Tpetra: Fix BlockCrs unit test on CUDA.
Created by: kyungjoo-kim
Description
The new comm interface in Tpetra::BlockCrs fails unit tests on CUDA architectures. This PR address the problem. Using DualView, it is very very very tricky to track where it is modified or synced.
Especially, when we pass dual views through virtual interface, one can expect polymophic behaviors based on the derived classes. In such a case, input dual view should be synced and both device and host buffers are available for the function.

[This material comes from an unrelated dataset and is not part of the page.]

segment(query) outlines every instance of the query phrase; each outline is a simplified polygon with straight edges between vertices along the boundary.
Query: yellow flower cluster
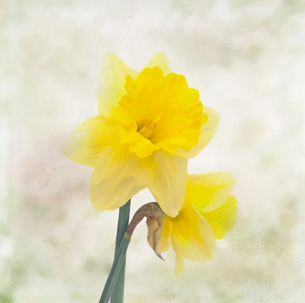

/// callee function can safely assume that inputs are available for both host and device
/// callee function make sure output view modify flags
/// - when this function is virtual, some function may modify host side and some may modify device
void CalleeFunction(const DualView<value_type*>& in_a,
DualView<value_type*> &out_b,
ArrayView<value_type> &out_c) {
// callee function does not sync inputs but check if the data is available or not
assert(!in_a.need_sync_device());
// this function can choose whether it uses host algorithm or device algorithm. e.g.,
out_b.modify_device();
parallel_for(device_range_policy, []() { doSomethingDevice(in_a.view_device(), out_b.view_device(); );
// input can be also used for host algorithm.
assert(!in_a.need_sync_host());
parallel_for(host_range_policy, []() { doSomethingHost(in_a.view_host(), out_c); });
}
void CallerFunction() {
DualView<value_type*> in_a;
DualView<value_type*> out_b;
DualView<value_type*> out_c;
// make sure in_a is synced for both
in_a.sync_host(); in_a.sync_device();
// out_b is output and its modification flag will be adjusted in the callee function
// out_c host view is extracted from the dual view; its modification flag should be adjusted in the caller
auto out_c_av = getArrayViewFromHost(out_c);
out_c.modify_host();
CalleeFunction(in_a, out_b, out_c_av);
}
Maybe all people who use the dualviews already follow the above practice. It is something new to me.
Related Issues
#4257 (closed) #4162
How Has This Been Tested?
Following the instruction described in #4257 (closed), I reproduced the error and confirm that all unit tests are passed with this PR.